‘We just want justice for Spud’ — Family of murder victim asks witnesses to come forward
Published 12:40 pm Friday, July 15, 2022
Pastor Jerry Kelly Jr. never thought “something like this” would hit so close to home.
His nephew, Jerrivonte “Spud” Harris, was killed in a shooting homicide Tuesday in Brookhaven.
As pastor of City of Grace, former police chief of Durant, and a current officer with Hinds County Sheriff’s Office, Kelly has worked with and ministered to numerous people over his career who have suffered such loss. Though his family has suffered loss before, the violent death of his nephew has rocked the family.

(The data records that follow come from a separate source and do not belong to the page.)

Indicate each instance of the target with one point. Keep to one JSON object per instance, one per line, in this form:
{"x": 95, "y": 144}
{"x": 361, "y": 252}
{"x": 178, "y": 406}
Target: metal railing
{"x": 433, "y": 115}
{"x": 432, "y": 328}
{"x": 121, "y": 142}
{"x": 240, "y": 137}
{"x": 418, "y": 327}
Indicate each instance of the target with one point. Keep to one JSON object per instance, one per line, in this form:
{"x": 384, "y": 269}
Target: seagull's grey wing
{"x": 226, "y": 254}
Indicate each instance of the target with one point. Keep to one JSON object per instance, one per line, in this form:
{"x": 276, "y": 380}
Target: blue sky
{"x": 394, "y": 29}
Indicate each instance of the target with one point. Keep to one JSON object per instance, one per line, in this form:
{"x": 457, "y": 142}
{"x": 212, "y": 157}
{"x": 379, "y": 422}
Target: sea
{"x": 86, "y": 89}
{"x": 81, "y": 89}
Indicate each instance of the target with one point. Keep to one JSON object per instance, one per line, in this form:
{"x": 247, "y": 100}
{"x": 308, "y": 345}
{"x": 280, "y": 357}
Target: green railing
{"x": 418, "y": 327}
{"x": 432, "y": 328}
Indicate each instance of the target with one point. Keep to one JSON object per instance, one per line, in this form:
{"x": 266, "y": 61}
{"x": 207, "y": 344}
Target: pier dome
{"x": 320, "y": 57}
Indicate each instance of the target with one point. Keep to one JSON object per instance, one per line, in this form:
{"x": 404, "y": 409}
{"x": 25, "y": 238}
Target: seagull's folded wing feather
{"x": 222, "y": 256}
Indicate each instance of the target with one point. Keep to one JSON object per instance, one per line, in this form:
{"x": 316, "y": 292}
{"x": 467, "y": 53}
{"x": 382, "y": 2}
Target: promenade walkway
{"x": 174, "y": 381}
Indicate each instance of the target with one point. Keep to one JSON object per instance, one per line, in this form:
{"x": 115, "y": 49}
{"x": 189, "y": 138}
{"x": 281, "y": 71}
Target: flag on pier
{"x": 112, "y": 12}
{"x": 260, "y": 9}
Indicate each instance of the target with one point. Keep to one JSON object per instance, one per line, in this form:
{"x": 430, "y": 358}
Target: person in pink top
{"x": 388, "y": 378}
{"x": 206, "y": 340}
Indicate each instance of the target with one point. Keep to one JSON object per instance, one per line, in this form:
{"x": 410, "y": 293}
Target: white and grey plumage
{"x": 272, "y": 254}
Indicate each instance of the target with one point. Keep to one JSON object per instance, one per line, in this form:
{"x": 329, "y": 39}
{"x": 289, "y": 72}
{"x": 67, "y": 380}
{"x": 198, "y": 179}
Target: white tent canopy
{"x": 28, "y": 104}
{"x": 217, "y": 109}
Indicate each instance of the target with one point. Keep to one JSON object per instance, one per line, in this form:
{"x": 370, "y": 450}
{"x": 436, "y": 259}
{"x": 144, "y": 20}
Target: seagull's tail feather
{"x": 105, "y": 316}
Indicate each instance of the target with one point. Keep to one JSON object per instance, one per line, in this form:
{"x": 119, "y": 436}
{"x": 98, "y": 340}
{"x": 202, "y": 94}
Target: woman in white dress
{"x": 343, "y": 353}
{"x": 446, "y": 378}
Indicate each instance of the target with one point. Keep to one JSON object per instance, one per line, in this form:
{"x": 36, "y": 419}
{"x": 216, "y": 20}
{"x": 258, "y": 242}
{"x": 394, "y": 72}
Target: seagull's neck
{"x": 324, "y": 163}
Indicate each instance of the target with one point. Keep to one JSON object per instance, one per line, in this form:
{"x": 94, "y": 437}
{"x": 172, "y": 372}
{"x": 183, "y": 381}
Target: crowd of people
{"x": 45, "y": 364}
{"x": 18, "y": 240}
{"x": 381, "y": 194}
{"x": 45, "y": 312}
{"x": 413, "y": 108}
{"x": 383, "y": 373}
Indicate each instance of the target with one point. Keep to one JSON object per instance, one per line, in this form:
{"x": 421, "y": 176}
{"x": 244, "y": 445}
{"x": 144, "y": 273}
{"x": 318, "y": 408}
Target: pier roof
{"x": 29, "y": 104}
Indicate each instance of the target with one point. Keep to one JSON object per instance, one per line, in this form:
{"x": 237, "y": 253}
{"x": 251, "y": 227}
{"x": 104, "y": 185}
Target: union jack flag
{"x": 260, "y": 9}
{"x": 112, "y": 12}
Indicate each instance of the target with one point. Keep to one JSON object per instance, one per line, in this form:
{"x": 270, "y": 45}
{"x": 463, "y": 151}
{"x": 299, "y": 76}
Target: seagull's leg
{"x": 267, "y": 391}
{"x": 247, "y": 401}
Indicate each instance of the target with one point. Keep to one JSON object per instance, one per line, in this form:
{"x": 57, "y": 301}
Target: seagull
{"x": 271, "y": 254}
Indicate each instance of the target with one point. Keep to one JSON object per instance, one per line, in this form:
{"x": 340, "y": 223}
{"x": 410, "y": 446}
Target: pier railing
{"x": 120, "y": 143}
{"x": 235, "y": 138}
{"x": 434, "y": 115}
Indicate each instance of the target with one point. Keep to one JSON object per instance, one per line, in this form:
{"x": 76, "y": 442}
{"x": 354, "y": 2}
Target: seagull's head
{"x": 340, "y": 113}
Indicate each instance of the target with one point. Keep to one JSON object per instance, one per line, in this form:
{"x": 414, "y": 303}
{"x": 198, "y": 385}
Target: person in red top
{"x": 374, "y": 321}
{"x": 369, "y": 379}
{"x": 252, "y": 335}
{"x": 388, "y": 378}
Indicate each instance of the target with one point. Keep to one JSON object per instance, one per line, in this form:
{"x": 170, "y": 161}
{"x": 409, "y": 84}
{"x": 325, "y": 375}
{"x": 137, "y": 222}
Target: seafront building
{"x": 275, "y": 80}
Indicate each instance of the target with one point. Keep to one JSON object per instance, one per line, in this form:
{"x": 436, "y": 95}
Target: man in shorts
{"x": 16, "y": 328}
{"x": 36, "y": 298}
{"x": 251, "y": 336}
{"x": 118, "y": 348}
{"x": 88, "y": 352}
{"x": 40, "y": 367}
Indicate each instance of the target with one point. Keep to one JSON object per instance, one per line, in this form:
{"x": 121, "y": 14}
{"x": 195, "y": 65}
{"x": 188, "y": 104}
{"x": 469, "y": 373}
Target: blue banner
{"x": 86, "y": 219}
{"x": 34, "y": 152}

“Our family is hurting. There have been so many other things going on in Brookhaven — families who have lost loved ones,” Kelly said. “We would like anyone who has any information to come forward and help bring the person responsible to justice. Any party that knows anything concerning the situation, and leading up to what happened.”

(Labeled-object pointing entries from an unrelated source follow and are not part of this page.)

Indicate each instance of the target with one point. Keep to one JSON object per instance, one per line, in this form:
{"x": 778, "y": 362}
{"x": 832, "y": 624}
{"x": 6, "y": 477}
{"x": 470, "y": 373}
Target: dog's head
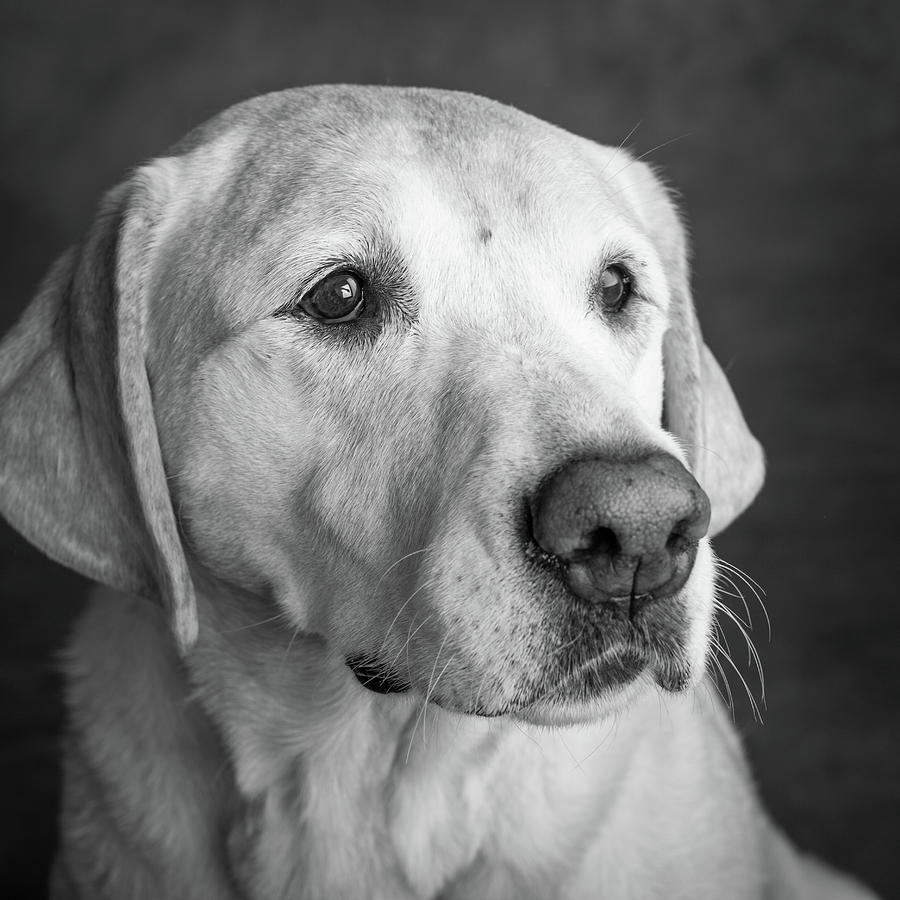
{"x": 417, "y": 369}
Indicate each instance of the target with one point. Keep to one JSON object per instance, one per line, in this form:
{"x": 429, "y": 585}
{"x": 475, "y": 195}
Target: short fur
{"x": 295, "y": 495}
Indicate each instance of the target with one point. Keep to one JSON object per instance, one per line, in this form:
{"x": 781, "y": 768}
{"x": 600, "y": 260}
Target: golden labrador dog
{"x": 395, "y": 402}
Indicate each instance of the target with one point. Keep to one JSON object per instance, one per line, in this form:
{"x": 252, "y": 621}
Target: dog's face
{"x": 378, "y": 324}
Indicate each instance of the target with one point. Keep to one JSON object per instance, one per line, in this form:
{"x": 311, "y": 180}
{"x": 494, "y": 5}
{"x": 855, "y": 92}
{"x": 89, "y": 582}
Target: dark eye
{"x": 614, "y": 288}
{"x": 336, "y": 298}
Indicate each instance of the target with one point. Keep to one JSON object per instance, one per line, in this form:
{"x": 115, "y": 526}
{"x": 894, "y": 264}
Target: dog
{"x": 394, "y": 405}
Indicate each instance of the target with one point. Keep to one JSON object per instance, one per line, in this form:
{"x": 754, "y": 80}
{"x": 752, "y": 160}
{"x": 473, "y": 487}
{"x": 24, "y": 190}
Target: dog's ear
{"x": 698, "y": 404}
{"x": 81, "y": 473}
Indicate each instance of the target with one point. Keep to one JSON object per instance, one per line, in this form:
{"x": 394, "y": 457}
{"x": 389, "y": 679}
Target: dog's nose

Brookhaven Police Chief Kenneth Collins made a similar appeal Thursday.
“I need the individuals who are talking on the street about who did this to please come down and give us a statement of who did it,” Collins said. “I don’t need any hell raising. I need some heaven lifting. And we need your help, and we’re trying the best we can.”
BPD officers responded to a call around 9:30 p.m. to a residence at 414 Old Wesson Road. Harris, age 20, of 101 Eastview Drive, was found lying on the floor, unresponsive. He was pronounced dead at the scene from a gunshot wound.
“This senseless gun violence in our town” must stop, Collins said.
“I know teenagers — people — do a lot of stuff. But nobody deserves to have their life taken like this,” Kelly said. “I hope the police department is able to effectively do their jobs. We are looking for them to do what is right and what they can do within the scope of their jobs. We want justice for Spud, and for our family to be secure mentally, to know that the person who did this is not still walking around Brookhaven enjoying their life.”
Someone knows something that will help solve this crime, Kelly said, and they have an obligation to the city and the victim to say something.
“If they love Spud the way they say they do, if they were friends, they would want this,” Kelly said. “The community would want this; his friends would want this.”